HC Deb 16 May 1911 vol 25 cc1857-8

So much for expenditure. I now come to the income of the year, and before I deal with that income I have a few more words to say on this subject. If the House will bear with me just for a few minutes. I should very much like to review the position of the revenue and the expenditure to-day as compared with our position three years ago. Then when I stood at this box I was faced with very great and immediate exigencies and greater prospects of increases in the expenditure of the country. There were the great naval exigencies. We were committed to an exceptional shipbuilding programme; there was no prospect of any diminution, but on the contrary of a gradual growth for some years. By that time we knew approximately what the expenses of the new departure in Old Age Pensions would be. We had a demand for a further Grant in Aid of local taxation. We were committed, in fact both parties were committed, to a great scheme of Insurance, and although we were committed to a contributory scheme, both parties were committed to supplement this contribution by a Grant from the State. In addition to that, we had the problem of unemployment, which was much more acute at that moment, and we had come to the conclusion that instead of giving these sporadic Grants of £200,000 or £300,000 a year in relief of distress and the setting up of works—the most wasteful and extravagant methods and I think the most demoralising way of spending public money—it was fan: better to put the thing upon some more rational and firm and businesslike footing by setting up a kind of Development Commission, and by also doing something for the improvement of the roads of the country and by setting up Labour Exchanges.

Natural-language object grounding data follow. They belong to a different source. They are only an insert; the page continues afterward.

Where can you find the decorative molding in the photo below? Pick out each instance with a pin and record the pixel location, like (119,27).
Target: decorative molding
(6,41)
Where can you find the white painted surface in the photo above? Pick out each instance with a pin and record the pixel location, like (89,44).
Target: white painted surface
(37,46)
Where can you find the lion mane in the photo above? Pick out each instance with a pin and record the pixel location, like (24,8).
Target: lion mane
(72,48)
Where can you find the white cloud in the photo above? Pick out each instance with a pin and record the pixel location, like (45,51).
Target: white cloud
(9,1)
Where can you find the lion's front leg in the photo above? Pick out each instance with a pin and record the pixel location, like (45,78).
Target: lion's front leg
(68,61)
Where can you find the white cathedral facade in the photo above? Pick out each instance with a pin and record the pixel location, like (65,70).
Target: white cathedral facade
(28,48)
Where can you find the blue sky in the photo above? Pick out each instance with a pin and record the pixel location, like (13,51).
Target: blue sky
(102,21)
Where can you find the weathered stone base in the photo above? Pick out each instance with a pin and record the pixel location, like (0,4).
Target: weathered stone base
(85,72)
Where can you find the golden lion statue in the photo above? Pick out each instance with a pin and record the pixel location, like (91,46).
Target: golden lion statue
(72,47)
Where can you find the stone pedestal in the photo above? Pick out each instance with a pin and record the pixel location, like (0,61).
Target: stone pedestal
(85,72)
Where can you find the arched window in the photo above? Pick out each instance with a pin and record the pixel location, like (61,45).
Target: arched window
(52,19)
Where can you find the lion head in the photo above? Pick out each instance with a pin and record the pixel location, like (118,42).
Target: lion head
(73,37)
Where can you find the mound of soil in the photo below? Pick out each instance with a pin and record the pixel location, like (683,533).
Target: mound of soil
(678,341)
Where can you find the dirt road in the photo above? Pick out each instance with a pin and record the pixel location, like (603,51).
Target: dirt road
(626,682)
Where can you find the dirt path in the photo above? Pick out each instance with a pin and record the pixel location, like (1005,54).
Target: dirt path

All these things were within sight. The country was committed to them. Both parties were committed to them, and any Chancellor of the Exchequer standing at this box three years ago must have had these things in his mind; and the Government decided when raising taxation not merely to raise taxes sufficient to satisfy the immediate needs of the year, but also to raise taxes that would develop and extend so as to cover the whole of the expenditure then in sight. That was the policy. How far has that succeeded? We had to find all these exceptional sums of money, we had also to keep up the payments of debt at the same time as to sustain our credit in the market. Now how far have we succeeded? In the last two years we had exceptional expenditure on the Navy, Pensions and Unemployment. We have been able to pay each. We have paid them all, and we have a balance of £5,000,000 or £8,000,000, according to the view which is taken of the credit, and we have also paid that enormous sum of money in reduction of debt. That is the record of two years. We have borne the whole exceptional strain of the last two years.